Some of the long-term effects of exposure to Agent Orange include cancer, liver damage, heart and lung disorders, skin ailments and nervous system diseases, according to Truthout. The effects of exposure have been shown to also reach the following generations of those exposed.
Children and grandchildren of exposure victims can suffer from deformities, mental and physical underdevelopment and early death, reports Truthout. The devastating effects of Agent Orange are not limited to humans. The chemical ravages entire ecosystems, denuding plant life and contaminating lakes, rivers and even underground rivers as the chemical seeps into the ground. Such conditions make areas completely uninhabitable by native animal life and facilitates exposure to those who were not exposed initially. Such accumulating devastation also affects native communities and animal life dependent on these ecosystems for their livelihoods, leaving humans vulnerable and at great risk and forcing many animal species into extinction.

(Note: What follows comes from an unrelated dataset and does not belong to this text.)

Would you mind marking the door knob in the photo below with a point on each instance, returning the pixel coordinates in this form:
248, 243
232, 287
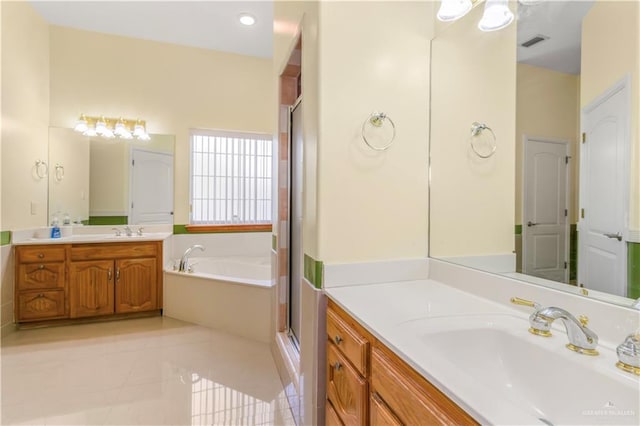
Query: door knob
617, 236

Dioxin, the scientific term for the active chemical in Agent Orange, is very poisonous even in minuscule amounts, delineates the Aspen Institute. It is also a stable compound that can be held in fatty tissue, from where it quickly changes chemical functions at the cellular level, leading to devastating effects on body functions and the healthy reproduction of cells. Dioxin is not water-soluble and degrades slowly, exacerbating its long-term effects.